When should an asterisk be encoded in an HTTP URL?

Tags:

According to RFC1738, an asterisk (*) "may be used unencoded within a URL":

Thus, only alphanumerics, the special characters "$-_.+!*'(),", and reserved characters used for their reserved purposes may be used unencoded within a URL.

However, w3.org's Naming and Addressing material says that the asterisk is "reserved for use as having special signifiance within specific schemes" and implies that it should be encoded.

Also, according to RFC3986, a URL is a URI:

The term "Uniform Resource Locator" (URL) refers to the subset of URIs that, in addition to identifying a resource, provide a means of locating the resource by describing its primary access mechanism (e.g., its network "location").

It also specifies that the asterisk is a "sub-delim", which is part of the "reserved set" and:

URI producing applications should percent-encode data octets that correspond to characters in the reserved set unless these characters are specifically allowed by the URI scheme to represent data in that component.

It also explicitly specifies that it updates RFC1738.

I read all of this as requiring that asterisks be encoded in a URL unless they are used for a special purpose defined by the URI scheme.

Is RFC1738 the canonical reference for the HTTP URI scheme? Does it somehow exempt the asterisk from encoding, or is it obsolete in that regard due to RFC3986?

Wikipedia says that "[t]he character does not need to be percent-encoded when it has no reserved purpose." Does RFC1738 remove the reserved purpose of the asterisk?

Various resources and tools seems split on this question.

PHP's urlencode and rawurlencode-- the latter of which purports to follow RFC3986 -- do encode the asterisk.

However, JavaScript's escape and encodeURIComponent do not encode the asterisk.

And Java's URLEncoder does not encode the asterisk:

The special characters ".", "-", "*", and "_" remain the same.

Popular online tools (top two results for a Google search for "online url encoder") also do not encode the asterisk.
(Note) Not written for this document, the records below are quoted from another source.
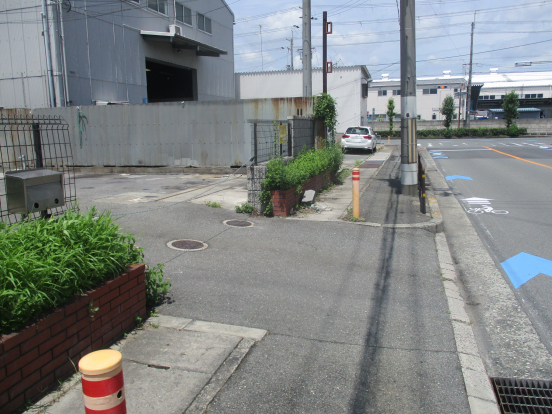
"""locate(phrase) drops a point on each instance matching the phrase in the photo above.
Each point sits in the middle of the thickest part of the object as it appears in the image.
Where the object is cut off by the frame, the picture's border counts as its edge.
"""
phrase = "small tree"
(447, 110)
(391, 114)
(510, 105)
The URL Encode and Decode Tool specifically states that "[t]he reserved characters have to be encoded only under certain circumstances." It goes on to list the asterisk and ampersand as reserved characters. It encodes the ampersand but not the asterisk.

Other similar questions in the Stack Exchange community seem to have stale, incomplete, or unconvincing answers:

urlencode() the 'asterisk' (star?) character This question highlights the differences between Java's and PHP's treatment of the asterisk and asks which is "right". The accepted answer references only RFC1738, not mentioning the more recent RFC3986 and resolving the conflict. Another answer acknowledges the discrepancy and suggests that asterisks are different for URLs specifically, as opposed to other URIs, but it doesn't provide specific authority for that conclusion.
Can an URL have an asterisk? One answer cites only the older RFC1738 and the accepted answer implies it's acceptable when being used as a delimiter, which one presumes is the "reserved purpose".
Can I use asterisks in URLs? The accepted answer seems to discourage use of the asterisk without clarifying the rules governing the use. Another answer says you can use the asterisk "because it's a reserved character". But isn't that only true if you're using it for its reserved purpose?
escaping special character in a url One answer points out that "there is some ambiguity on whether an asterisk must be encoded in a URL". I'm trying to resolve that ambiguity with this question.
Spring UriUtils and RFC3986 This question notes that UriUtil's encodeQueryParam purports to follow RFC3986, but it doesn't encode the asterisk. There are no answers to that question as of 2014-08-01 12:50 PM CDT.
How to encode a URL in JavaScript? This seems to be the canonical JavaScript URL encoding question on Stack Overflow, and although the answers note that asterisks are excluded from the various methods, they don't address whether they should be.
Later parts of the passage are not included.